The 311 line keeps a fairly consistent average call talk time of 230 seconds or about 4 minutes  as represented by the black line in chart below.

The average speed of answer metric varies quite a bit (red line in chart below). We can see that answer time follows call volume.

When a call center gets more calls it takes longer to answer the call. This indicates the call center has same number of agents available regardless of season, day of week or special event. It is probably too expensive and or challenging to hire staff to work part time or on call for these surge events.  There are also some anomalously high call answer times that might be due to under staffing or equipment failures.

The grouping of calls, talk times and answer times by month in the chart below may obfuscate daily variations.

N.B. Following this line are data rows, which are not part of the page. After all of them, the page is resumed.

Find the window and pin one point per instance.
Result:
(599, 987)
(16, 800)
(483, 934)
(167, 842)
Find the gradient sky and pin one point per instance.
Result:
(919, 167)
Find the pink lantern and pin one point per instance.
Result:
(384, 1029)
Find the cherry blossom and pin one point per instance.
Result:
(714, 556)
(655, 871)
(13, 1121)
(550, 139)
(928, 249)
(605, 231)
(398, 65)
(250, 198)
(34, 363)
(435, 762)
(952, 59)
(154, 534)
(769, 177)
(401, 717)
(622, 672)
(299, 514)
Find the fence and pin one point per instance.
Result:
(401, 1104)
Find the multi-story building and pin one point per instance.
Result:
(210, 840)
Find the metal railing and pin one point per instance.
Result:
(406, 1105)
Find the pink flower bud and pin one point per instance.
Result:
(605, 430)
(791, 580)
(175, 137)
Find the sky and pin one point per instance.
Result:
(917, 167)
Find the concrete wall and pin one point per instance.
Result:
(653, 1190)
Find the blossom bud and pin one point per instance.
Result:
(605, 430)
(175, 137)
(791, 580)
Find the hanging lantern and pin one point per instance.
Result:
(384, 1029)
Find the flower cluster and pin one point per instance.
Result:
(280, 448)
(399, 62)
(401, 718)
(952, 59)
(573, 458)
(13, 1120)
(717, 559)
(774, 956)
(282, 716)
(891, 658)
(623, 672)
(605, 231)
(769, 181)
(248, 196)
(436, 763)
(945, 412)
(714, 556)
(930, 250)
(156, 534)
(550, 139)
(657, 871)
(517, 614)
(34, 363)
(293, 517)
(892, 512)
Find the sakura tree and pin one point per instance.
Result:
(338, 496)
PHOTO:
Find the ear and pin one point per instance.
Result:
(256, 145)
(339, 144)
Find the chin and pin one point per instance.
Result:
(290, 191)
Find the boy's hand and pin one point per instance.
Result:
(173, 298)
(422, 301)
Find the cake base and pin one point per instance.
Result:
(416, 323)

Also daily outliers may skew the monthly totals but viewed month over month does a good job of showing trends.

311-chart-by day bar

The call center metrics around call abandonment are important measures. We will see near end of the post how this is used to create a ‘service level’ metric.  The chart below shows a breakdown of how many calls are actually answered and connected to the a 311 Call Center agent.

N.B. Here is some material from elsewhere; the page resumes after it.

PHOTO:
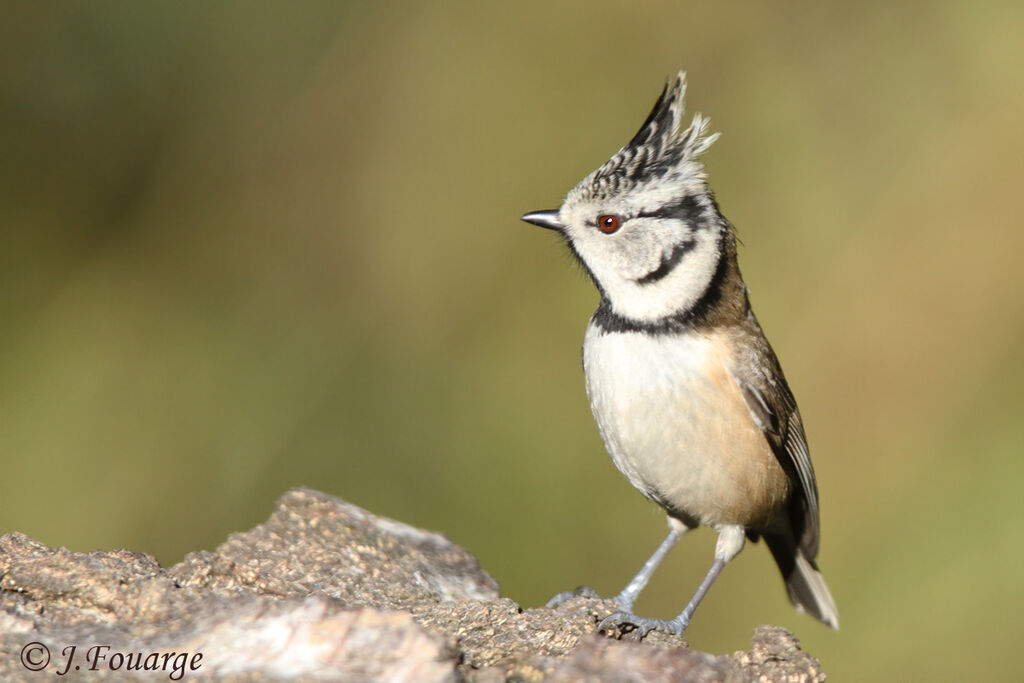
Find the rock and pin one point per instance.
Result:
(326, 590)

  • Only about 75% of the total calls that come into the 311 call centre are actually answered (blue part of bar).
  • The remaining 25% of the calls are abandoned by the caller.
    • On average, 15% are abandoned within 30 seconds (green part of bar). These people are busy, they won’t wait, and leave the hold queue relatively quickly.
    • On average, 10% wait longer than 30 seconds before hanging up (red part of bar). These people invested their time in waiting on hold.

311-call relative volume

As mentioned above, the call center creates a ‘service level’ metric that is a percentage value based on  abandoned calls and call answer time. When there are no abandoned calls the service level approaches 100%.  However, the Toronto 311 call center has not hit 100% very often as shown by the orange line in chart below which is average service level percent by month. In fact it has never been 100% for any month over the 4 years.

service level

Another way to look at service level is to look at how many days met service level categories.  The chart below groups daily service level counts into the following categories: 0-25%, 25-50%, 50-75% and 75-100%.  Roughly only 70% of the total days in 2012 and 2013 were in the 75-100% service level.

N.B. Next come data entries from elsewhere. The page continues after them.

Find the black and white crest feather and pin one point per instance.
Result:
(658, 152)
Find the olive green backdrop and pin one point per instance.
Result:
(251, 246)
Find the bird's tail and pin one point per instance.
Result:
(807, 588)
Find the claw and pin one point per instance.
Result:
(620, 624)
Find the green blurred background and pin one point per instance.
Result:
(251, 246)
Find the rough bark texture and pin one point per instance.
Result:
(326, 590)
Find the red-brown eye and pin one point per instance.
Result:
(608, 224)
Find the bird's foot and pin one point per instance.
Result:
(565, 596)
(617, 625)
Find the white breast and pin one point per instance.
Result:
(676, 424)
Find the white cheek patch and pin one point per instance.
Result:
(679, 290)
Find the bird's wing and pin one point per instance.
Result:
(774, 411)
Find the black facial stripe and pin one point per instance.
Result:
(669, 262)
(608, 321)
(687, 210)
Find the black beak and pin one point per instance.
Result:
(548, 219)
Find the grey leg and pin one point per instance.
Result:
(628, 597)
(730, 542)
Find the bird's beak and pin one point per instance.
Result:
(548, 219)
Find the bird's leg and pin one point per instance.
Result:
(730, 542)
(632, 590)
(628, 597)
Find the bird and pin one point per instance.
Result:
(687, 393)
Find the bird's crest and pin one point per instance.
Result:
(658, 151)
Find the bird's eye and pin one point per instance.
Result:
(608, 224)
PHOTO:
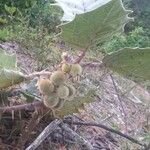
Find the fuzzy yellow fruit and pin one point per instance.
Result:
(63, 91)
(76, 69)
(50, 101)
(45, 86)
(60, 104)
(58, 78)
(66, 68)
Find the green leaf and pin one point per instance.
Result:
(97, 25)
(10, 10)
(9, 74)
(9, 78)
(7, 61)
(131, 63)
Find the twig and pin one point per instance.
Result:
(93, 64)
(79, 139)
(21, 107)
(45, 133)
(106, 128)
(80, 57)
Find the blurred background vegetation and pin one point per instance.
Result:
(32, 23)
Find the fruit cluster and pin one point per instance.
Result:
(59, 88)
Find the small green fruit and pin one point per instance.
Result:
(45, 86)
(63, 91)
(50, 101)
(66, 67)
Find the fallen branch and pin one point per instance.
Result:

service level category year

Yet another way to look at the service level is to look at the service level daily attainment frequency over the 4 years. The chart below shows service level daily frequency. For example service level of 100% was attained only for 4 days from 2010 to 2013. This view provides more granularity on call center service levels.

service level daily freq

This analysis suggests that the call center needs to increase its service level metric. Since service level is largely dependent on call abandonment, something needs to be done decrease number of calls sent to hold which results in 25% of callers waiting but then hanging up.  What can a call center do about this?

  • Increase number of agents to answer calls is the most obvious action. The challenge is they should be part time or shift workers to handle spikes in call volume.
  • Reduce call talk time so agents can answer more calls and reduce calls sent to hold and abandoned calls. This can be done by improving training or more making information more accessible to the agents so they can answer questions faster and more efficiently.
  • Instead of putting callers on hold offer them the option to alternative information channels perhaps to an interactive automated voice or interactive website.
  • Do analysis of reasons people are calling 311 and endeavour to provide that information proactively in other channels eg on City websites, billboards, or other public communication channels.

The 311 call center data is available at the City of Toronto Open Data website with their catalogue name “311 Contact Centre Performance Metrics”.